BRAF V600E Or V600K Mutation-Positive Unresectable Or Metastatic Melanoma
Mekinist As A Single Agent
The safety and efficacy of MEKINIST were evaluated in an international, multicenter, randomized (2:1), open-label, active-controlled trial (Trial 1) in 322 patients with BRAF V600E or V600K mutation-positive, unresectable or metastatic melanoma.
In Trial 1, patients were not permitted to have more than one prior chemotherapy regimen for advanced or metastatic disease; prior treatment with a BRAF inhibitor or MEK inhibitor was not permitted. The primary efficacy outcome measure was progression-free survival (PFS). Patients were randomized to receive MEKINIST 2 mg orally once daily (N = 214) or chemotherapy (N = 108) consisting of either dacarbazine 1,000 mg/m² intravenously every 3 weeks or paclitaxel 175 mg/m² intravenously every 3 weeks. Treatment continued until disease progression or unacceptable toxicity. Randomization was stratified according to prior use of chemotherapy for advanced or metastatic disease (yes versus no) and lactate dehydrogenase level (normal versus greater than upper limit of normal). Tumor tissue was evaluated for BRAF mutations at a central testing site using a clinical trial assay. Tumor samples from 289 patients (196 patients treated with MEKINIST and 93 chemotherapy-treated patients) were also tested retrospectively using an FDA-approved companion diagnostic test, THxID™-BRAF assay.

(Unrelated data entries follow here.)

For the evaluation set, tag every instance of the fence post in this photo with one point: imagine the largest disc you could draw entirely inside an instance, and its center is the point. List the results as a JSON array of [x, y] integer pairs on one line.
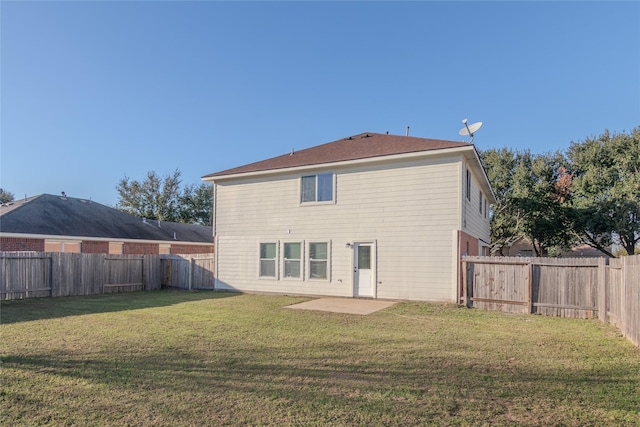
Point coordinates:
[[530, 288], [602, 290], [464, 284]]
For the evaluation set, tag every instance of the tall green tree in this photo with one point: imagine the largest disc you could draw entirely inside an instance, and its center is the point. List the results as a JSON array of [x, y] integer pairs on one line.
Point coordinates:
[[196, 202], [528, 203], [606, 190], [546, 221], [6, 196], [500, 165], [163, 198]]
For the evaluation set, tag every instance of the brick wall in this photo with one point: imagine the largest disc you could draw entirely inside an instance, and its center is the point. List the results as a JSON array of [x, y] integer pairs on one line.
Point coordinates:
[[191, 249], [140, 248], [95, 247], [20, 244]]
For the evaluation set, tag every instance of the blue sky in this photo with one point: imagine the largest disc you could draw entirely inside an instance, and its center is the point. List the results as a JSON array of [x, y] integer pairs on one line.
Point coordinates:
[[92, 92]]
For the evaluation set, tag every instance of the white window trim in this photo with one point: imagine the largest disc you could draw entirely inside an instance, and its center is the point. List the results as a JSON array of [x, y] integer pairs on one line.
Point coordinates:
[[308, 261], [316, 202], [277, 263], [302, 263]]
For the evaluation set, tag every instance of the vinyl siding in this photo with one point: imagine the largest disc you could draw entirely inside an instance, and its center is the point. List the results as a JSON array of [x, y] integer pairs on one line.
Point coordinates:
[[477, 224], [409, 209]]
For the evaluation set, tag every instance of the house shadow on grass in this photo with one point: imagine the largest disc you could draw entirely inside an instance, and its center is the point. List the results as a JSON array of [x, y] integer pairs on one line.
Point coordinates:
[[26, 310]]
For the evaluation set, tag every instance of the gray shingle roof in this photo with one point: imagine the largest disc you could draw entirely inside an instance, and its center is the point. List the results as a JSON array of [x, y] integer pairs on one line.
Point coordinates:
[[362, 146], [47, 214]]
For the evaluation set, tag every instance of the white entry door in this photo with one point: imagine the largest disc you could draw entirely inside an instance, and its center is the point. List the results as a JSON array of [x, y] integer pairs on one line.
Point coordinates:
[[363, 270]]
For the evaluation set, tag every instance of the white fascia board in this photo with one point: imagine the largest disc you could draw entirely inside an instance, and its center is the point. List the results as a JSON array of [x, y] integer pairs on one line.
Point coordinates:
[[97, 239], [345, 163]]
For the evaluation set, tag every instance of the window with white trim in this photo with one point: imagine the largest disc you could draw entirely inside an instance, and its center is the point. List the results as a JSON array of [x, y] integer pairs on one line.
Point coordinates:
[[292, 259], [318, 260], [268, 254], [316, 188]]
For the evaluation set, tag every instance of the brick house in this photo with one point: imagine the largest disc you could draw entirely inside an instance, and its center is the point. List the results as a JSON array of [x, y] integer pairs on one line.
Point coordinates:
[[48, 223]]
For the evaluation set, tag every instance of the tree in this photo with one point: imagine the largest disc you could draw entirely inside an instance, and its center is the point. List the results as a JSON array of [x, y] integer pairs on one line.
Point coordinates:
[[529, 199], [606, 190], [505, 220], [161, 198], [539, 192], [197, 204], [6, 196]]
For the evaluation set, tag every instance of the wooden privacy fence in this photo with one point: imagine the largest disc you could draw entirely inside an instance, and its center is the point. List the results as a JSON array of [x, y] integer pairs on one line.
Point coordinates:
[[566, 287], [55, 274], [188, 271]]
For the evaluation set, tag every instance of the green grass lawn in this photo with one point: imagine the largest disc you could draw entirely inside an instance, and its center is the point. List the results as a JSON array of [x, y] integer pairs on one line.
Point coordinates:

The median age for randomized patients was 54 years, 54% were male, greater than 99% were White, and all patients had baseline ECOG performance status of 0 or 1. Most patients had metastatic disease (94%), were Stage M1c (64%), had elevated LDH (36%), had no history of brain metastasis (97%), and received no prior chemotherapy for advanced or metastatic disease (66%). The distribution of BRAF V600 mutations was BRAF V600E (87%), V600K (12%), or both (less than 1%). The median durations of follow-up prior to initiation of alternative treatment were 4.9 months for patients treated with MEKINIST and 3.1 months for patients treated with chemotherapy. Fifty-one (47%) patients crossed over from the chemotherapy arm at the time of disease progression to receive MEKINIST.
Trial 1 demonstrated a statistically significant increase in progression-free survival in the patients treated with MEKINIST. Table 7 and Figure 1 summarize the PFS results.
Table 7: Investigator-Assessed Progression-Free
Survival and Confirmed Objective Response Results in Trial 1
N = 214
N = 108
|Number of Events (%)||117 (55%)||77 (71%)|
|Progressive Disease||107 (50%)||70 (65%)|
|Death||10 (5%)||7 (6%)|
|Median, months (95% CI)||4.8 (4.3, 4.9)||1.5 (1.4, 2.7)|
|HRa (95% CI)||0.47 (0.34, 0.65)|
|P value (log-rank test)||P < 0.0001|
|Confirmed Tumor Responses|
|Objective Response Rate (95% CI)||22%(17, 28)||8%(4, 15)|
|CR, n (%)||4 (2%)||0|
|PR, n (%)||43 (20%)||9 (8%)|
|Duration of Response|
|Median, months (95% CI)||5.5 (4.1, 5.9)||NR (3.5, NR)|
|CI = Confidence interval; HR = Hazard ratio; CR =
Complete response; PR = Partial response; NR = Not reached.
a Pike estimator.
Figure 1: Kaplan-Meier Curves of Investigator-Assessed
Progression-Free Survival (ITT Population) in Trial 1
In supportive analyses based on independent radiologic review committee (IRRC) assessment, the PFS results were consistent with those of the primary efficacy analysis.
Mekinist With Dabrafenib
The safety and efficacy of MEKINIST administered with dabrafenib were evaluated in an international, randomized, double-blind, active-controlled trial (Trial 2). Trial 2 compared dabrafenib plus MEKINIST to dabrafenib plus placebo as first-line treatment for patients with unresectable (Stage IIIc) or metastatic (Stage IV) BRAF V600E or V600K mutation-positive cutaneous melanoma. Patients were randomized (1:1) to receive MEKINIST 2 mg once daily plus dabrafenib 150 mg twice daily or dabrafenib 150 mg twice daily plus matching placebo. Randomization was stratified by lactate dehydrogenase (LDH) level (greater than the upper limit of normal (ULN) vs. ≤ ULN) and BRAF mutation subtype (V600E vs. V600K). The major efficacy outcome was investigator-assessed progression-free survival (PFS) per RECIST v1.1 with additional efficacy outcome measures of overall survival (OS) and confirmed overall response rate (ORR).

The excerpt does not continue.